Despite living in an international economy with the ability to communicate via portable devices with literally anyone on the planet, it’s a shame that the exchange of culture between the Western world and China is still stuck in the 20th century.  We only just saw an English translation of one of the best, most widely read, epic fantasy novels from China this year with the release of A Hero Born (reviewed here at borg), only the first book in author Jin Yong’s 1950s wuxia novel series.  The books have been adapted and interpreted over the past 70 years into dozens of films, TV series, and spin-offs.  But until recently they have only been available in China, or for those outside of China who have taken efforts to seek them out.  A Hero Born is only the first of twelve novels in the saga The Legend of the Condor Heroes Even without global circulation the series has influenced countless other stories, including so many elements of George Lucas’s Star Wars saga audiences will lose track of all the common elements.  If you think Lucas based his story only on the works of Akira Kurosawa’s films from Japan, think again–there’s as much Condor Heroes in Star Wars’s galaxy as Hidden Fortress. 

The most recent adaptation of the The Legend of the Condor Heroes story can be found in a 2017 series, starring well-known actors in China.  It’s only available if you’re willing to pick up an international DVD player, or you track it down on YouTube (both available in subtitled English editions).  But if you watch it–a whopping 52 incredible hour-long format episodes, you’re in store for one of the finest, most exciting genre series you’ve ever seen.  The quality of the production, the incredible martial arts work and visual effects, and top quality acting is prompting us to add this series to our own “Best of 2019” review coming later this month.  Sure, it’s two years since it came out in China, but there is no U.S. distribution channel.  Ideally Netflix would pick it up as they did for this year’s Korean series, Kingdom.  Two pregnant women escape an early 13th century conflict as their husbands, sworn brothers in spirit, are killed.  Their sons grow up separately, unaware of each other.  Guo Jing is honest, loyal and righteous, but slow to learn socially, and more importantly in the ways of the martial arts.  The other, Yang Kang, is clever and suave, but scheming and treacherous.
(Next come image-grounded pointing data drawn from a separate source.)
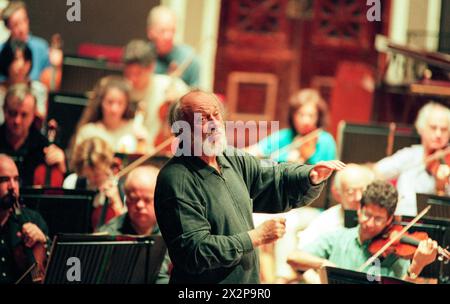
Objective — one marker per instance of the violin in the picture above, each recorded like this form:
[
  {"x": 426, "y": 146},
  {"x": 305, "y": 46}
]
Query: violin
[
  {"x": 104, "y": 213},
  {"x": 45, "y": 175},
  {"x": 406, "y": 246},
  {"x": 438, "y": 166},
  {"x": 29, "y": 260},
  {"x": 164, "y": 132}
]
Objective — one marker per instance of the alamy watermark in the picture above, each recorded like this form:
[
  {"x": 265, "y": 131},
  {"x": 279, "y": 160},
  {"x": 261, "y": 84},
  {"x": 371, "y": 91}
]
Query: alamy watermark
[{"x": 73, "y": 13}]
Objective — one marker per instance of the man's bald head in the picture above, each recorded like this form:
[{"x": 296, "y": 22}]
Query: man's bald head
[{"x": 144, "y": 175}]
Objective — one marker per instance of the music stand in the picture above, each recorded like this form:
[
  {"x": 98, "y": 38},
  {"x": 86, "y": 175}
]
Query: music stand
[
  {"x": 66, "y": 109},
  {"x": 333, "y": 275},
  {"x": 105, "y": 259},
  {"x": 64, "y": 210},
  {"x": 157, "y": 161},
  {"x": 80, "y": 74}
]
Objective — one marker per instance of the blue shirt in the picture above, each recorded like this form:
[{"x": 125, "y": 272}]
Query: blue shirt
[
  {"x": 39, "y": 53},
  {"x": 325, "y": 147}
]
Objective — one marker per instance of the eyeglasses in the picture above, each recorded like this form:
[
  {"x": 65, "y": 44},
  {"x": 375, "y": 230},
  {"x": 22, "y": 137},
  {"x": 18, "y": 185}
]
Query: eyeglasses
[{"x": 378, "y": 220}]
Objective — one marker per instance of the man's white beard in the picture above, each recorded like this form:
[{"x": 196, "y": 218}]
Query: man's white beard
[{"x": 216, "y": 146}]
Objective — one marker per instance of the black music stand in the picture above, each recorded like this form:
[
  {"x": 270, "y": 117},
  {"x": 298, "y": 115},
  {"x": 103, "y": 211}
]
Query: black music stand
[
  {"x": 333, "y": 275},
  {"x": 80, "y": 74},
  {"x": 64, "y": 210},
  {"x": 66, "y": 109},
  {"x": 106, "y": 259}
]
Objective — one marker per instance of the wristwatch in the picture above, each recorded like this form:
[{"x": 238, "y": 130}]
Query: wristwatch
[{"x": 412, "y": 275}]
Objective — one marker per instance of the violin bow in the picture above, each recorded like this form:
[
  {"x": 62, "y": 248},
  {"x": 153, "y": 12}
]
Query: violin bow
[
  {"x": 394, "y": 239},
  {"x": 297, "y": 143}
]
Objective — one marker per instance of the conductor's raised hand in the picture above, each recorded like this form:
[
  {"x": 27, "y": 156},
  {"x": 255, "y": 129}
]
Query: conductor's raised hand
[
  {"x": 323, "y": 170},
  {"x": 268, "y": 232}
]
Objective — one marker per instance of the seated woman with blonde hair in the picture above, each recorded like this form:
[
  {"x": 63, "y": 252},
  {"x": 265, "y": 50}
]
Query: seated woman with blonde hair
[
  {"x": 94, "y": 166},
  {"x": 108, "y": 115},
  {"x": 308, "y": 116}
]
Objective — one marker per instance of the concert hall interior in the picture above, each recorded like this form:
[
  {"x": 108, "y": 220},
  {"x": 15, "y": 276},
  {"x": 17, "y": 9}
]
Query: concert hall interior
[{"x": 224, "y": 141}]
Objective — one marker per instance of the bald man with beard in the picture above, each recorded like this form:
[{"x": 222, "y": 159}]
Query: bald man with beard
[{"x": 206, "y": 193}]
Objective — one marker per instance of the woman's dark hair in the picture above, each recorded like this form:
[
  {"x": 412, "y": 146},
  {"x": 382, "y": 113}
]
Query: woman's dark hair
[
  {"x": 8, "y": 55},
  {"x": 381, "y": 193}
]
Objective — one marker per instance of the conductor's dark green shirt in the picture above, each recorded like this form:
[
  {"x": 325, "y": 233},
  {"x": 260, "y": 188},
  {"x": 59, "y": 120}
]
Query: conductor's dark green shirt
[{"x": 205, "y": 216}]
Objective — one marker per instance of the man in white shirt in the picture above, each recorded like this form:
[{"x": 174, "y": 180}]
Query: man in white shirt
[{"x": 408, "y": 166}]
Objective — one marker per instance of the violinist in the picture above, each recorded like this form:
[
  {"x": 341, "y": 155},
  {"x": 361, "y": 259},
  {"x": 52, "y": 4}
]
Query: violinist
[
  {"x": 307, "y": 112},
  {"x": 21, "y": 140},
  {"x": 151, "y": 91},
  {"x": 347, "y": 188},
  {"x": 14, "y": 237},
  {"x": 349, "y": 248},
  {"x": 410, "y": 166},
  {"x": 16, "y": 61},
  {"x": 109, "y": 116},
  {"x": 93, "y": 163}
]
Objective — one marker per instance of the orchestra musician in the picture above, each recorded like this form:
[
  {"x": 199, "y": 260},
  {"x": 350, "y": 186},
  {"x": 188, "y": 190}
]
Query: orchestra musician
[
  {"x": 204, "y": 198},
  {"x": 17, "y": 235},
  {"x": 93, "y": 163},
  {"x": 16, "y": 61},
  {"x": 150, "y": 91},
  {"x": 307, "y": 113},
  {"x": 348, "y": 248},
  {"x": 348, "y": 186},
  {"x": 21, "y": 140},
  {"x": 161, "y": 28},
  {"x": 109, "y": 116},
  {"x": 409, "y": 166}
]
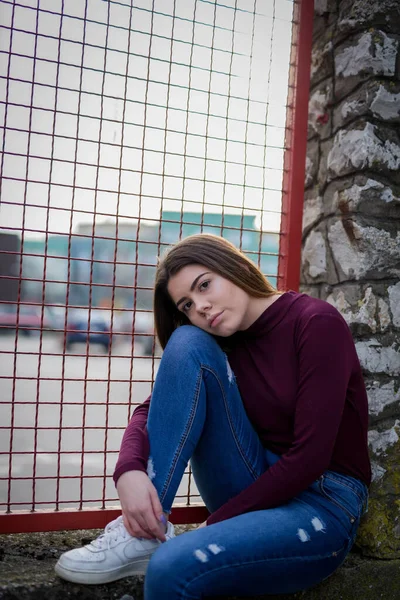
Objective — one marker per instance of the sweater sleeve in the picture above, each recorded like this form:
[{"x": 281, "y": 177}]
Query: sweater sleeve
[
  {"x": 135, "y": 449},
  {"x": 326, "y": 356}
]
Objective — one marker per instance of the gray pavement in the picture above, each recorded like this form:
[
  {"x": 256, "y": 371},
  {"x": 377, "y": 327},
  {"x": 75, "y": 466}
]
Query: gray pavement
[{"x": 47, "y": 397}]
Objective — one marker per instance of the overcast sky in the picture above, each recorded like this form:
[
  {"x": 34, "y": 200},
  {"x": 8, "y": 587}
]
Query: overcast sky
[{"x": 171, "y": 110}]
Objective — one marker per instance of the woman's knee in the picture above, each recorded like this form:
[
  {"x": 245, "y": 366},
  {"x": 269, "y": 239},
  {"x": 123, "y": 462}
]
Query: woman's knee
[
  {"x": 188, "y": 337},
  {"x": 160, "y": 571}
]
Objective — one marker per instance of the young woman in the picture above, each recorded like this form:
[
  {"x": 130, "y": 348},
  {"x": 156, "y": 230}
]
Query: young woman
[{"x": 263, "y": 392}]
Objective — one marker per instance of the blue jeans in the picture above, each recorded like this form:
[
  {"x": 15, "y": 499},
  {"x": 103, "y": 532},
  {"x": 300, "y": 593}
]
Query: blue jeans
[{"x": 197, "y": 414}]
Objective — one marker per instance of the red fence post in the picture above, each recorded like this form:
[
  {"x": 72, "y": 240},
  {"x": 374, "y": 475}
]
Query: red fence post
[{"x": 296, "y": 144}]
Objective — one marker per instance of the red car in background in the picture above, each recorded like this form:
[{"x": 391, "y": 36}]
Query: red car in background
[{"x": 28, "y": 318}]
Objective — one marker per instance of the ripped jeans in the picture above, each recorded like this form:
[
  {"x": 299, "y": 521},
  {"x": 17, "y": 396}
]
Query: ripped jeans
[{"x": 196, "y": 414}]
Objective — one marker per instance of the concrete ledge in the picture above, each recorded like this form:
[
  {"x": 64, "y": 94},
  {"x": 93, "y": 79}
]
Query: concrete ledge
[{"x": 27, "y": 561}]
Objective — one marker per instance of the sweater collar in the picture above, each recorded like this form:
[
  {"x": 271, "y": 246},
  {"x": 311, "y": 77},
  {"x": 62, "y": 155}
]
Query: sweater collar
[{"x": 271, "y": 316}]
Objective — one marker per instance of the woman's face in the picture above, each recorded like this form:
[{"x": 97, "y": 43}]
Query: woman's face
[{"x": 210, "y": 301}]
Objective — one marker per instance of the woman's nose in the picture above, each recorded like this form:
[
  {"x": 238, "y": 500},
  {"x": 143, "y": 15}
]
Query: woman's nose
[{"x": 204, "y": 306}]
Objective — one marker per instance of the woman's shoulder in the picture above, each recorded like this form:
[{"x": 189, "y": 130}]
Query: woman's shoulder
[{"x": 310, "y": 309}]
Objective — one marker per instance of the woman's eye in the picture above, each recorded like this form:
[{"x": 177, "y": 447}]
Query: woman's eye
[{"x": 186, "y": 306}]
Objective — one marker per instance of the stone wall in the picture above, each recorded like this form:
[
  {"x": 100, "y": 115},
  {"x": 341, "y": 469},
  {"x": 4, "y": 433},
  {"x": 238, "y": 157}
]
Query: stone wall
[{"x": 351, "y": 224}]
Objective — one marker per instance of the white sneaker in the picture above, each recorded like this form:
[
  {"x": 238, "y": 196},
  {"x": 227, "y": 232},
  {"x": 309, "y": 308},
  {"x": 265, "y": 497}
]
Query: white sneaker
[{"x": 113, "y": 555}]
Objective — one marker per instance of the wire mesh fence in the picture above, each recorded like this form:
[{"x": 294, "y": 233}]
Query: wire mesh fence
[{"x": 125, "y": 126}]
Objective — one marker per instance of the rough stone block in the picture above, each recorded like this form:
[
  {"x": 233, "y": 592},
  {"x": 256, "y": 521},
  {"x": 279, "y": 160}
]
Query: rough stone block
[
  {"x": 361, "y": 194},
  {"x": 312, "y": 209},
  {"x": 314, "y": 256},
  {"x": 394, "y": 300},
  {"x": 319, "y": 111},
  {"x": 312, "y": 161},
  {"x": 371, "y": 53},
  {"x": 365, "y": 309},
  {"x": 325, "y": 15},
  {"x": 362, "y": 252},
  {"x": 377, "y": 99},
  {"x": 322, "y": 59},
  {"x": 383, "y": 399},
  {"x": 379, "y": 534},
  {"x": 376, "y": 358},
  {"x": 359, "y": 14},
  {"x": 367, "y": 147}
]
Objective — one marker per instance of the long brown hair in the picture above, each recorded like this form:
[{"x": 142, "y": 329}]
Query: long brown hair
[{"x": 218, "y": 255}]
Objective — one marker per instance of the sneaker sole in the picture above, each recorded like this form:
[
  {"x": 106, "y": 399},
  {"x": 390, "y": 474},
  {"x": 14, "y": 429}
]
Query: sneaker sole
[{"x": 138, "y": 567}]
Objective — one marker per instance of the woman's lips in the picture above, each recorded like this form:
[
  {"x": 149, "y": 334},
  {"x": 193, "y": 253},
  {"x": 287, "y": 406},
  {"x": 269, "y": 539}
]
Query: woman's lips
[{"x": 215, "y": 320}]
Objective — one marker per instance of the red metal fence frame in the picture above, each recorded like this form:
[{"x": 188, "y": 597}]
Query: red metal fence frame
[{"x": 288, "y": 266}]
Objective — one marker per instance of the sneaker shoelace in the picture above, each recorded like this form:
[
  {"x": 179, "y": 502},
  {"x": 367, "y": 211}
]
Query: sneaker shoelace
[{"x": 112, "y": 532}]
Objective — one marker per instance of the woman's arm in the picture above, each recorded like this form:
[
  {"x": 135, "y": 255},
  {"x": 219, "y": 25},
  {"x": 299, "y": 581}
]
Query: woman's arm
[
  {"x": 134, "y": 451},
  {"x": 326, "y": 360}
]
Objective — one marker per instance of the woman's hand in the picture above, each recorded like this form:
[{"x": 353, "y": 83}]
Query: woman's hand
[{"x": 141, "y": 508}]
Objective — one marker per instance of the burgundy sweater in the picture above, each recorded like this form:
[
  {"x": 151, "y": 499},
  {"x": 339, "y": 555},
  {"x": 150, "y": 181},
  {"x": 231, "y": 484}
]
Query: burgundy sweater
[{"x": 301, "y": 384}]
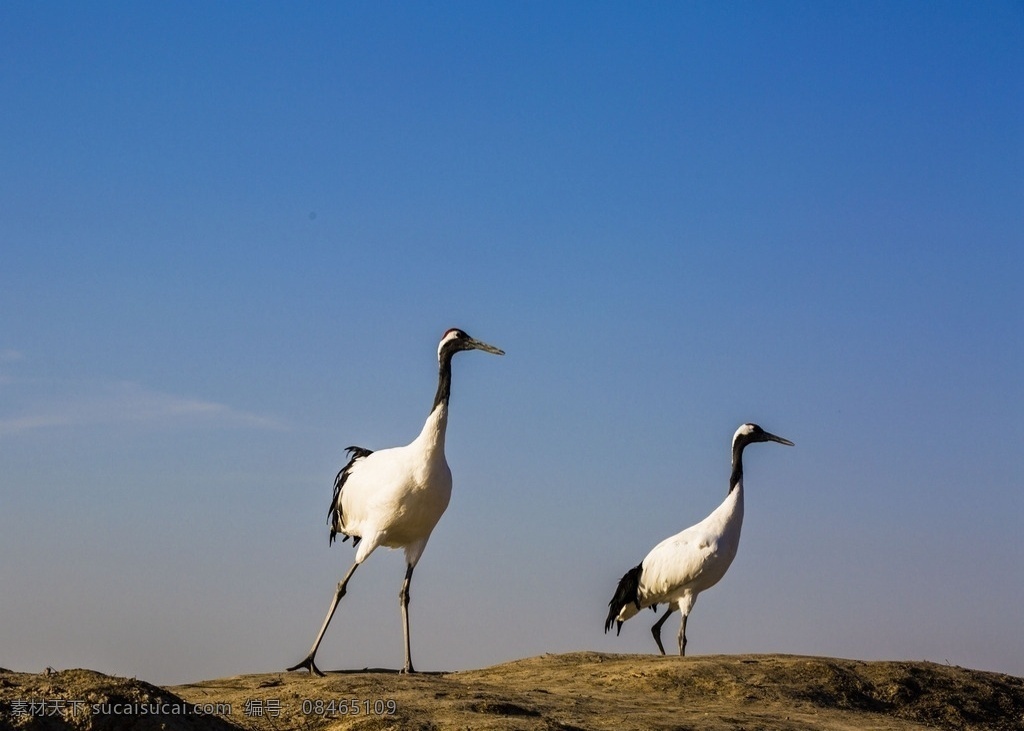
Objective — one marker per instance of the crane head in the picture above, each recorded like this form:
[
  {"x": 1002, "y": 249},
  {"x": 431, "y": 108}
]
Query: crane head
[
  {"x": 455, "y": 340},
  {"x": 750, "y": 433}
]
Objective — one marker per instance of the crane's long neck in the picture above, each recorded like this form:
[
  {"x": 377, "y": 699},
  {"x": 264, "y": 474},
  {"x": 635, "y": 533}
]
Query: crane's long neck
[
  {"x": 432, "y": 435},
  {"x": 443, "y": 378},
  {"x": 736, "y": 479}
]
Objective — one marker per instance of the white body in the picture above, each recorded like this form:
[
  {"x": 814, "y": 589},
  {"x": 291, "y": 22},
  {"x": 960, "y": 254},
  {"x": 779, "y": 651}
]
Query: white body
[
  {"x": 683, "y": 565},
  {"x": 395, "y": 497}
]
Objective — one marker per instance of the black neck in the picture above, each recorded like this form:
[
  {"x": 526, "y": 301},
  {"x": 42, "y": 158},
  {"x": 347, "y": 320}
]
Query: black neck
[
  {"x": 737, "y": 465},
  {"x": 443, "y": 377}
]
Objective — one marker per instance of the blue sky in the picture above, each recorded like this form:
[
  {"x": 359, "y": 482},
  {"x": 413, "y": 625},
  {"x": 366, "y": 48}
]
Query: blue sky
[{"x": 233, "y": 233}]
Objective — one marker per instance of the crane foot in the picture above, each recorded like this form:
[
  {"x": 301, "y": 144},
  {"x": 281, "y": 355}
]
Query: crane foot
[{"x": 309, "y": 665}]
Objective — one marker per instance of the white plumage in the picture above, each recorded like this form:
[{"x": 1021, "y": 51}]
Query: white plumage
[
  {"x": 683, "y": 565},
  {"x": 395, "y": 497}
]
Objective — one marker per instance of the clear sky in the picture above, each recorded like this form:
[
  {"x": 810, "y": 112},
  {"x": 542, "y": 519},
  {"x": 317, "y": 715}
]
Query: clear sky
[{"x": 232, "y": 234}]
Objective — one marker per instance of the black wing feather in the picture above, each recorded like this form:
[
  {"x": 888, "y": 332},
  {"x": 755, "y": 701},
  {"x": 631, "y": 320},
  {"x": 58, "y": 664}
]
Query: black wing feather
[
  {"x": 628, "y": 592},
  {"x": 334, "y": 514}
]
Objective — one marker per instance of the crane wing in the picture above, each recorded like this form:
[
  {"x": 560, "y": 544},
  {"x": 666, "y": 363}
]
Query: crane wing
[
  {"x": 334, "y": 514},
  {"x": 674, "y": 563}
]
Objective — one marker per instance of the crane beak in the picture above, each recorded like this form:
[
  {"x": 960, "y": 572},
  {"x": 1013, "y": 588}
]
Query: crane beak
[
  {"x": 780, "y": 440},
  {"x": 477, "y": 345}
]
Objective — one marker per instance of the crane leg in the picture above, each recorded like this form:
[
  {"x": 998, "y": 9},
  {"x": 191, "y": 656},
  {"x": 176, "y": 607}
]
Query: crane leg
[
  {"x": 403, "y": 600},
  {"x": 308, "y": 661},
  {"x": 656, "y": 630}
]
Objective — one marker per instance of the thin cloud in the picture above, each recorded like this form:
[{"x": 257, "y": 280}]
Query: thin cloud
[{"x": 128, "y": 402}]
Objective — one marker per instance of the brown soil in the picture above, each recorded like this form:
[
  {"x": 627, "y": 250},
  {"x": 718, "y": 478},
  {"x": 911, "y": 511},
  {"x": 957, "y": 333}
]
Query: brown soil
[{"x": 583, "y": 690}]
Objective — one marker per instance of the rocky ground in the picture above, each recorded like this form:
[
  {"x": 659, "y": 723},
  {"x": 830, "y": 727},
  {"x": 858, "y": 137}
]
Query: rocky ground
[{"x": 585, "y": 690}]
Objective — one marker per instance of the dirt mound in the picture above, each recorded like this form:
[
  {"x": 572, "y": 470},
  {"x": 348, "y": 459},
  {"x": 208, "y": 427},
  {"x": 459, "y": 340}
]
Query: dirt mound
[
  {"x": 93, "y": 701},
  {"x": 584, "y": 690}
]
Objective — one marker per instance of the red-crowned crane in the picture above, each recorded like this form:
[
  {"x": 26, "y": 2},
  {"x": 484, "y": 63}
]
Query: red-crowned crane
[
  {"x": 395, "y": 497},
  {"x": 681, "y": 566}
]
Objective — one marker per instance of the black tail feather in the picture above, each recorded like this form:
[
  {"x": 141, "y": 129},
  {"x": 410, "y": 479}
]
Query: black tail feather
[
  {"x": 334, "y": 514},
  {"x": 628, "y": 592}
]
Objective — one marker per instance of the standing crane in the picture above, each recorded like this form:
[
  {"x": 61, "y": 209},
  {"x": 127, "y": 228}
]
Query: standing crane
[
  {"x": 395, "y": 497},
  {"x": 681, "y": 566}
]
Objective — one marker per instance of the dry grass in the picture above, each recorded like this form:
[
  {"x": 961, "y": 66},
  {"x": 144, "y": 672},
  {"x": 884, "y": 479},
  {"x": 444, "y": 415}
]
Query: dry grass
[{"x": 584, "y": 690}]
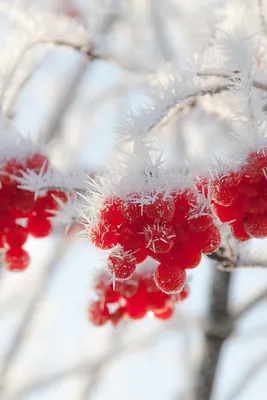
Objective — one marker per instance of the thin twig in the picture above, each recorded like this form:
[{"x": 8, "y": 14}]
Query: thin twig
[
  {"x": 219, "y": 328},
  {"x": 87, "y": 367}
]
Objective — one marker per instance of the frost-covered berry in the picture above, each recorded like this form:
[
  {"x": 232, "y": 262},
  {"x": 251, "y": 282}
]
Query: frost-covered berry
[
  {"x": 121, "y": 263},
  {"x": 98, "y": 313},
  {"x": 104, "y": 236},
  {"x": 164, "y": 314},
  {"x": 223, "y": 188},
  {"x": 169, "y": 278},
  {"x": 39, "y": 227},
  {"x": 256, "y": 225},
  {"x": 117, "y": 316},
  {"x": 159, "y": 238},
  {"x": 16, "y": 237},
  {"x": 16, "y": 259},
  {"x": 136, "y": 306},
  {"x": 238, "y": 231},
  {"x": 161, "y": 208}
]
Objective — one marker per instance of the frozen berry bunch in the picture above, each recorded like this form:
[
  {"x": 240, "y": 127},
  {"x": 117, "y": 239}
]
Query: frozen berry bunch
[
  {"x": 240, "y": 197},
  {"x": 173, "y": 227},
  {"x": 133, "y": 298},
  {"x": 21, "y": 214}
]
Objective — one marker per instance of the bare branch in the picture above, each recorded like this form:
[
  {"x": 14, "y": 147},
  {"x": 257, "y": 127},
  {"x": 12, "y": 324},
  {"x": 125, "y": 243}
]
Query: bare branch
[{"x": 219, "y": 328}]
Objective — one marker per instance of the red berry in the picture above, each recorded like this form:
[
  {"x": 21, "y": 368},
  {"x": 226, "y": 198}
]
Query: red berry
[
  {"x": 129, "y": 238},
  {"x": 23, "y": 200},
  {"x": 104, "y": 236},
  {"x": 169, "y": 278},
  {"x": 208, "y": 241},
  {"x": 200, "y": 223},
  {"x": 16, "y": 237},
  {"x": 164, "y": 314},
  {"x": 98, "y": 313},
  {"x": 157, "y": 300},
  {"x": 111, "y": 212},
  {"x": 122, "y": 264},
  {"x": 233, "y": 212},
  {"x": 16, "y": 259},
  {"x": 140, "y": 254},
  {"x": 182, "y": 203},
  {"x": 256, "y": 225},
  {"x": 159, "y": 238},
  {"x": 252, "y": 171},
  {"x": 136, "y": 306},
  {"x": 7, "y": 222},
  {"x": 224, "y": 188},
  {"x": 161, "y": 208},
  {"x": 238, "y": 231},
  {"x": 117, "y": 316},
  {"x": 39, "y": 227},
  {"x": 128, "y": 288},
  {"x": 257, "y": 205}
]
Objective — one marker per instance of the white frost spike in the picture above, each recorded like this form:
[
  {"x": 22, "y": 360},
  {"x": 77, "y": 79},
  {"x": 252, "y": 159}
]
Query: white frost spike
[
  {"x": 51, "y": 179},
  {"x": 67, "y": 212}
]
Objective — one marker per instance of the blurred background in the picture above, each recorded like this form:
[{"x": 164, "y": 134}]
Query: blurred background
[{"x": 54, "y": 93}]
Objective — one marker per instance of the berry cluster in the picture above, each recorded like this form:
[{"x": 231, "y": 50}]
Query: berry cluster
[
  {"x": 174, "y": 228},
  {"x": 133, "y": 298},
  {"x": 240, "y": 197},
  {"x": 20, "y": 213}
]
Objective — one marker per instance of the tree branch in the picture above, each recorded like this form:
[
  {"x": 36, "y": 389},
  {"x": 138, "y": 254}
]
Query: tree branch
[{"x": 219, "y": 328}]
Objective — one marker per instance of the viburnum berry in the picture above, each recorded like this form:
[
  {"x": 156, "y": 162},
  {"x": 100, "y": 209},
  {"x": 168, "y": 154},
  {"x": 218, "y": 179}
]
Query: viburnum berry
[
  {"x": 200, "y": 223},
  {"x": 16, "y": 237},
  {"x": 164, "y": 314},
  {"x": 39, "y": 227},
  {"x": 257, "y": 205},
  {"x": 121, "y": 263},
  {"x": 223, "y": 188},
  {"x": 129, "y": 239},
  {"x": 161, "y": 208},
  {"x": 136, "y": 306},
  {"x": 169, "y": 278},
  {"x": 159, "y": 238},
  {"x": 238, "y": 231},
  {"x": 127, "y": 288},
  {"x": 132, "y": 209},
  {"x": 140, "y": 254},
  {"x": 117, "y": 315},
  {"x": 104, "y": 236},
  {"x": 208, "y": 241},
  {"x": 235, "y": 211},
  {"x": 16, "y": 259},
  {"x": 182, "y": 204},
  {"x": 256, "y": 225},
  {"x": 98, "y": 313}
]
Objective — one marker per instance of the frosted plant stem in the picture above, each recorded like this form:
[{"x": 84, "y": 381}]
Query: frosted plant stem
[{"x": 220, "y": 326}]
They eventually meet each other and their respective lovers, Huang Rong and Mu Nianci.

Directed by Jiang Jiajun (also known as Jeffrey Chiang), the series follows Guo Jing, raised as Song and living on a rural farm with his mother.  He soon saves a man, a warrior in conflict with a general who will rise to become history’s Genghis Khan, and in doing so he is trained in bow and arrow in Khan’s legion.  Soon he is also taken on by seven martial arts masters in the techniques of kung fu, but they train him for a reason he is not aware of.  They made a wager at the boy’s birth with another martial arts master, a man who agreed to train the other boy, Yang Kang.  On the boys’ 18th birthday they are to meet at a restaurant where they will compete–the winner will determine who wins:  Jing’s seven masters or Kang’s master.  Unfortunately, Jing is awkward at basic moves including skywalking, while the other boy takes to kung fu very well.  But circumstances favor Jing, and others come along to fill in the blanks so that he can make a good showing when he turns 18, form a bond with friend and lover Rong, and go on to meet the Five Greats and compete in a mountain contest at the highest level.